И вот как-то в мае услышал я по радио, что в Москве проводится конкурсный набор в молодежный театр пантомимы. Тут мне совсем невмоготу стало: вот он, мой шанс, такое не повторится! Написал заявление на отпуск и — к Пал Палычу.
Иду, а сам думаю: как бы его уломать, если заартачится? По плану то у меня отпуск в октябре. А он мне и говорит:
О! Махов!.. Давай-ка в Москву собирайся. Повезешь документы в главк. На согласование. Заодно и столицу посмотришь — твое дело молодое!
У меня внутри так и подпрыгнуло — судьба, значит! Даже не задумался: с чего это начальник отдела так раздобрился, московскую командировку мне отдает? Мог бы и сам за милую душу слетать: согласовывать — это его работа. Потом в Москве уже, я понял, в чем дело: в проекте одном «туфта» была. Не смертельная, но исправлять уже некогда, а краснеть лично Пал Палычу не хотелось. Лучше — через представителя.
Прилетаю в столицу, хватаю мотор — и вперед!.. Ноль внимания на все красоты. Спасскую башню краем глаза ухватил за домами — гони, шеф, дальше!.. Ищу этот самый молодежный театр.
Отыскал, влетел… Тишина! По коридору публика фланирует — позы, пассы… Репетируют.
Я остыл немного, отдышался, подошел к одному парнишке. Щупленький такой, невзрачный. Он с воздушным шаром работал — без шара, конечно.
-Ты откуда, парень?
-С Большого.
Я подумал: «Что за город такой? Почему не знаю?» Только минут через пять дошло — из Большого театра!
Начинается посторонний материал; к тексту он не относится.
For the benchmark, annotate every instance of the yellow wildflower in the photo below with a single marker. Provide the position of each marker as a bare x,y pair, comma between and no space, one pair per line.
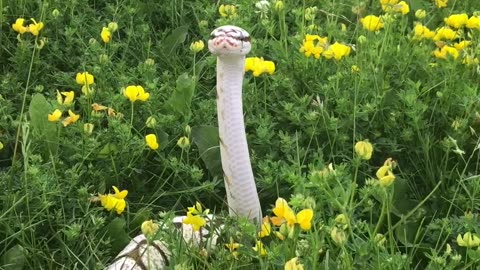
260,249
258,66
444,33
197,46
183,142
445,51
473,22
314,45
88,128
196,221
394,6
19,27
470,60
338,236
55,116
441,3
456,20
293,264
151,140
266,228
34,28
462,44
228,11
372,23
420,14
284,214
385,175
420,32
106,35
337,51
69,96
149,228
364,149
114,201
71,118
468,240
84,78
232,247
136,92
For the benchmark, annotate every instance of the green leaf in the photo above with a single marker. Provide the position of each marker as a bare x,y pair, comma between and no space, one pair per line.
115,230
207,141
172,41
182,96
14,258
43,130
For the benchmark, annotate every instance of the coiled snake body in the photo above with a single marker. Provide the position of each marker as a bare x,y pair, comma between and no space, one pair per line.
230,44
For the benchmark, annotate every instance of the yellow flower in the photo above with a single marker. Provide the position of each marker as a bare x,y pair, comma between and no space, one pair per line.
18,26
364,149
444,33
468,240
293,264
304,219
394,6
71,118
420,32
196,221
183,142
84,78
69,96
338,236
266,228
149,228
228,11
55,116
284,213
337,51
258,66
462,44
151,140
456,20
197,46
314,45
88,128
372,23
441,3
34,28
420,14
473,22
106,35
385,175
134,93
260,249
445,51
114,201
Подошел я к другому — не все же они из Большого? Этот из цирка оказался! Причем, что характерно, ни тот, ни другой мной даже не заинтересовался. Хотя бы из вежливости. Москвичи!
«Ладно! - подумал я. - Плевать мне на то, что вы москвичи! Зато у меня талант!» Нашел дверь приемной комиссии. Девица там сидела, крашеная, с сигаретой и голыми ногами.
-Опоздали вы, молодой человек! У нас уже второй тур идет.